You wouldn’t think it was possible for a 9-pound chihuahua to pull off a Godfather impression, but little Bree was nailing it. Perched on the edge of the picnic table in the dog park, her stubby legs tucked under her, she impassively surveyed the world around her. In charge. Unconcerned. Confident.

“Oh, Bree-Bree,” behavior associate Kara Fike sighs. “What are we going to do with you?”

Bree pulls off her Godfather impression because it doesn’t stray too far from her personality. Warm and generous with a chosen few. Particular about her likes and dislikes. Protective. In control.

Bree has a pet peeve: hands. She doesn’t like them reaching for her or her stuff, unless she knows the person attached to them very well. While she’s comfortable around new people, all bets are off when they reach for her. For a dog as adorable as Bree, this is a liability. Though she’s never bitten anyone, her snapping has landed her a reputation as a land shark.

Affectionate and loving with her chosen human friends, rock solid (if bossy) with other small dogs, an outdoor aficionado and surprisingly athletic hiking partner, Bree has a lot to offer. But she’s definitely a work in progress.

Part of what makes finding a dog like Bree a home so difficult is that the exact home that would be perfect for her is the home that would never think to look for her: the active, sporting folks who are more at home on a trail then on a couch and want a pet that can keep up with them.

While independent, Bree is no poster child for small dogs, but she is a poster child for small dog-itis: the belief that little dogs are for cuddling and big dogs are for the fun stuff.
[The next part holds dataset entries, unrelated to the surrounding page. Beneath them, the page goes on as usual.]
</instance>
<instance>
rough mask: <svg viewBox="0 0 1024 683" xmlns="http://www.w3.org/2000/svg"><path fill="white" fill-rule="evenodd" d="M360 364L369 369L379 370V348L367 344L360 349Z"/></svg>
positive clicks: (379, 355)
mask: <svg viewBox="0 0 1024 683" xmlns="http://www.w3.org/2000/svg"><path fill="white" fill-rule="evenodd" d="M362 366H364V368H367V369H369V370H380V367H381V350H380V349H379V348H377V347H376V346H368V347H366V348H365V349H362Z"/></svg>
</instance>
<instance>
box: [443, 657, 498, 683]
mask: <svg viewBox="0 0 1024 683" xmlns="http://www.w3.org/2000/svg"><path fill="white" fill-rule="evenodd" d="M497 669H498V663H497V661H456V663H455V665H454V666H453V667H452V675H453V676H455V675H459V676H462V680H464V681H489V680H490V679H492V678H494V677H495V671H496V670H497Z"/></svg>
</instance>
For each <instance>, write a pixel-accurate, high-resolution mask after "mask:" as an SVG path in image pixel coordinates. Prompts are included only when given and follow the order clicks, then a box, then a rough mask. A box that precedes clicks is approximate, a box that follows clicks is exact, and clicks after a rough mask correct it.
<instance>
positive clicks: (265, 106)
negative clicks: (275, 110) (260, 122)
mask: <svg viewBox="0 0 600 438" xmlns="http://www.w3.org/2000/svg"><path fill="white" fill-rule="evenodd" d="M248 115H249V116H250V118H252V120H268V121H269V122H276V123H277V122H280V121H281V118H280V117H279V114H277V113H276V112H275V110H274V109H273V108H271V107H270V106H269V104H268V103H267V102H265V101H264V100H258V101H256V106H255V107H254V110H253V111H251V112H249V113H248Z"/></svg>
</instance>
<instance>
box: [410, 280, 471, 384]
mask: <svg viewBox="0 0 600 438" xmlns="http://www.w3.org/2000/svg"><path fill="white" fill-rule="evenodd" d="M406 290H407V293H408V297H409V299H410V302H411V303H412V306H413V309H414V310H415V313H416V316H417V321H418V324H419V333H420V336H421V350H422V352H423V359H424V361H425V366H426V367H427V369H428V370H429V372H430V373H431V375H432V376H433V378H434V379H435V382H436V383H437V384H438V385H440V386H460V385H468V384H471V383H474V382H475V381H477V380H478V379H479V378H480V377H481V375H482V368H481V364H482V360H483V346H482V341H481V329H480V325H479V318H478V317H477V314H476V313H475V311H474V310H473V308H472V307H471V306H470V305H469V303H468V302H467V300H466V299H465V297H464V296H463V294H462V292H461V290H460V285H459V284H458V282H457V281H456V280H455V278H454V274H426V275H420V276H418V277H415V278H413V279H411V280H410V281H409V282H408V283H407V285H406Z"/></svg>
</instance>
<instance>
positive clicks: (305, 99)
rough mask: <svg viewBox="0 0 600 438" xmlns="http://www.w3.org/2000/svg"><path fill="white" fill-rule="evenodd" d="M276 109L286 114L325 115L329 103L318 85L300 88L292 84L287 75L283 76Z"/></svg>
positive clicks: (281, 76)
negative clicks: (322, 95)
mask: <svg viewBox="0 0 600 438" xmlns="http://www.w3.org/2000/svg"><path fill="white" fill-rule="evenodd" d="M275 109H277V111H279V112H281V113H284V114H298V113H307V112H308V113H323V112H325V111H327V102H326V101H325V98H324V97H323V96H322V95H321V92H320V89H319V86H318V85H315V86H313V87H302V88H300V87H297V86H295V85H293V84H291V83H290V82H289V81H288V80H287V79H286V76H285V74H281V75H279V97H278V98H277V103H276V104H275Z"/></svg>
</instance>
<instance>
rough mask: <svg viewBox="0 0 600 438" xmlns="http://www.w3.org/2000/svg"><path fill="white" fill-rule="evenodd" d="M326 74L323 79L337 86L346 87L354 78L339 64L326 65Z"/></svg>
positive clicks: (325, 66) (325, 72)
Land sharky-ness aside, a lot of Bree’s pet peeves would be pluses in a big dog. Calm with strangers, always willing to play with other dogs, not high-strung, up for a long walk or a run but totally chill hanging out while her owners are at work. Likewise, her personality failings—an unwillingness to be picked up and discomfort with having strange folk grab at her—would likely be viewed with more compassion if she did wasn’t so darn wee and adorable.

If there was ever a group of dogs that needed a PR makeover, it’s small dogs. Because it’s very easy to forget that they are, when all is said and done, as doggy as that Labradoodle you saw jogging in Golden Gate Park last week. Like all dogs, some small dogs are active, some are lazy, some love to cuddle, and some are … Bree.

Bree isn’t an impossible dog. In fact, she’s awesome. It’s just that as a society, our assumptions about her and her short-pooch brethren are impossible. And we all need to work on that.

We believe there’s a lid for every pot. And we believe that the right person is out there looking for a dog just like Bree, and we’re hanging with her until we find it. We just hope that right person remembers to look down sometimes. Your potential best friend might be a little shorter than you think.